The Origins of TotalitarianismThe Origins of Totalitarianism by Hannah Arendt
My rating: 5 of 5 stars

By the title, I might have gotten the impression that this might have been a full history and treatise on all Totalitarian regimes, but I'm not at all unhappy to see how the author narrowed it down to the full wealth of circumstances that gave rise to Nazi Germany and, to a lesser degree, Stalin's Russia.

More than that, Hannah Arendt proves to be an erudite master at breaking down huge subjects and many causes into easily digestible chunks.

The focus begins on the actual origins of racial targeting and the somewhat interesting disconnect between real grievances and a targeted terror movement starting early with the Rothschild banking, 19th century propaganda, and political climates including the Dreyfus account. (Very interesting stuff here.)

It leads, naturally enough, into MORE of the same charges and racially-charged Us/Them mentalities and exactly how the machinations of a few could inculcate a whole nation. The trick is to slowly, surely, make everyone guilty of the same kind of injustice, formalize it and redirect all culpability toward the Leader and wash your hands of the reality, and then hold on for dear life as everyone else you know is forced into looking over their shoulders to see if they might be next on the chopping block.

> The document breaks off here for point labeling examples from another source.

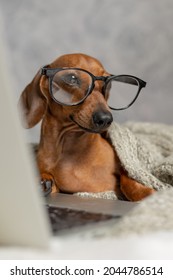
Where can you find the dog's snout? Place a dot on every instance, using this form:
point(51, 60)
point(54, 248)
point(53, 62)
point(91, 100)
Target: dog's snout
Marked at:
point(102, 119)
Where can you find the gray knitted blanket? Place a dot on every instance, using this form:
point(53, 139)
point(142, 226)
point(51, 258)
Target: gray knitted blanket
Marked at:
point(146, 152)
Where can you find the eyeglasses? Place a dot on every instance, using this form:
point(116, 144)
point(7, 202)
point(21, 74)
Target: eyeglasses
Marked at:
point(71, 86)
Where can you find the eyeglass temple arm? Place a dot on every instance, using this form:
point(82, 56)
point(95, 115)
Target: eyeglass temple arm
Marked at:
point(128, 80)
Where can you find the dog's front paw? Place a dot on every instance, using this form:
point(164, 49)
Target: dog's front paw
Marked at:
point(46, 186)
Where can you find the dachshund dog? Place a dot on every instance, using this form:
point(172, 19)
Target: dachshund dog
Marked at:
point(75, 154)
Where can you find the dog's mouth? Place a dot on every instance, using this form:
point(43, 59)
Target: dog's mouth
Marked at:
point(93, 130)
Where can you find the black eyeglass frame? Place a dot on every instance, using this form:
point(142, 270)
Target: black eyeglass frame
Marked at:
point(50, 72)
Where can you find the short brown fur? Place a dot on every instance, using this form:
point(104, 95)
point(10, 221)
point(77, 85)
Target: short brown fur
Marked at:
point(74, 159)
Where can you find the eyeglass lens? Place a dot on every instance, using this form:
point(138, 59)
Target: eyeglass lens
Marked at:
point(121, 91)
point(71, 86)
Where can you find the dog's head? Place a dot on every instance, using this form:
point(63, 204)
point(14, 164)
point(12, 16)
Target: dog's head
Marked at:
point(92, 114)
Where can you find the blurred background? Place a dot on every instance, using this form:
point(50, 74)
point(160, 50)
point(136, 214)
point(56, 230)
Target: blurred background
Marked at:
point(129, 37)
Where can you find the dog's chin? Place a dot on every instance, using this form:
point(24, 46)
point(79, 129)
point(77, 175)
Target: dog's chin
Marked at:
point(90, 130)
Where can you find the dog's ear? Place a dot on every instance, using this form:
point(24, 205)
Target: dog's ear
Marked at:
point(32, 102)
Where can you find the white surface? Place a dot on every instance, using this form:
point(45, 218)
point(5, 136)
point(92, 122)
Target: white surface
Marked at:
point(156, 246)
point(22, 219)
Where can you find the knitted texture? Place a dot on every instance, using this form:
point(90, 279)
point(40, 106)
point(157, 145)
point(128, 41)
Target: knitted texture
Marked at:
point(145, 151)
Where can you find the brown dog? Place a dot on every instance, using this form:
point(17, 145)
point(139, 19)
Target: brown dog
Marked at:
point(74, 151)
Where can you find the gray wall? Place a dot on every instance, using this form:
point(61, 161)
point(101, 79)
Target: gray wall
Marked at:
point(128, 36)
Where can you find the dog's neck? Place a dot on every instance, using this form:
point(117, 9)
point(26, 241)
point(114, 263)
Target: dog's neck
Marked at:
point(63, 136)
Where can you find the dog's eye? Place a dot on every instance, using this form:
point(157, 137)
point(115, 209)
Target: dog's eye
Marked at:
point(70, 79)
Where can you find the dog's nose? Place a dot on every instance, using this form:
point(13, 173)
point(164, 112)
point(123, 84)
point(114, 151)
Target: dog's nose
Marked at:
point(102, 119)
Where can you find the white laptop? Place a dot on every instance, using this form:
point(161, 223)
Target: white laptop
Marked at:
point(23, 215)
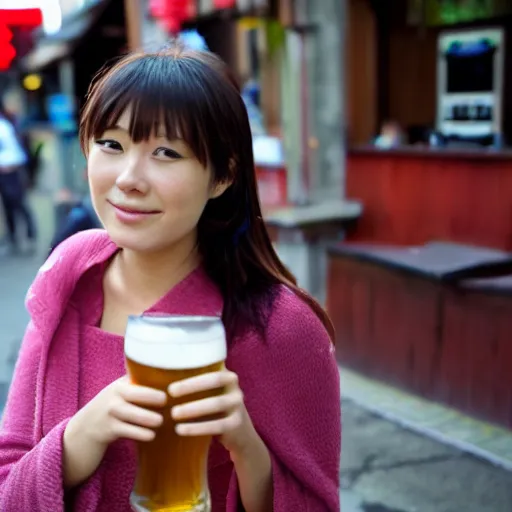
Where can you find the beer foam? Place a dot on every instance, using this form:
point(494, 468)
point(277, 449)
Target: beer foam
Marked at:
point(175, 342)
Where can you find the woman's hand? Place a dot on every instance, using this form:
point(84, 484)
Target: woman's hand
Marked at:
point(248, 452)
point(118, 411)
point(233, 425)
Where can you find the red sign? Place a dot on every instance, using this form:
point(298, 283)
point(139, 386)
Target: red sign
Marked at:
point(30, 18)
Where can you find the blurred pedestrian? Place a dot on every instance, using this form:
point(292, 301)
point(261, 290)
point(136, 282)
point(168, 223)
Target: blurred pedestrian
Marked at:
point(13, 183)
point(81, 217)
point(172, 178)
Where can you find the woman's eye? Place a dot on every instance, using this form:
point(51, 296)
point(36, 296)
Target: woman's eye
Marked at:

It's perfectly understandable. Totalitarianism is the utter eradication of self and self-destiny under the auspices of a single, irrepressible force. It runs on fear and distrust. Everyone under Hitler was in an untenable position and knew they could lose favor at any time.

Stalin worked the same way. The results were almost always similar as a whole. Many people died, and no one knew how to go on except by hanging on to the system that brought them there.

Ideology didn't really matter. Terror was the driving force, carried along by a fierce logical insistence that they were always right. Not even dissent mattered. The logical progression, taken to its extremes, was always used as the ultimate rationality.

This book showed us a wealth of information in every step. Starting out with imperialism and ending with totalitarianism, this book also gives us some other very important insights.

Believe it or not, they're insights that apply as equal now as they did then, and not as a pithy or ironic commentary on this or that politician we hate.

Mostly, it starts out as finding an Other to hate. It could just be any Us versus Them. Dehumanize them. Blame all your problems on them. And then make your supporters do something horrible. Turn your whole nation into people who are already guilty. Make sure they remain confused and uncertain. And then turn up the heat, making them all do worse things, progressively, until they see no way out but forward. Give them no other choice.

Easy blueprint.

Who is next? Women versus men? Another Race s**tstorm? Blue Vs Red? Rich versus the poor?

Quite sobering to see how we're pushing ourselves closer and closer to Totalitarianism all the time. All we need is one single Leader who can blackmail us all into doing his bidding, and here we go!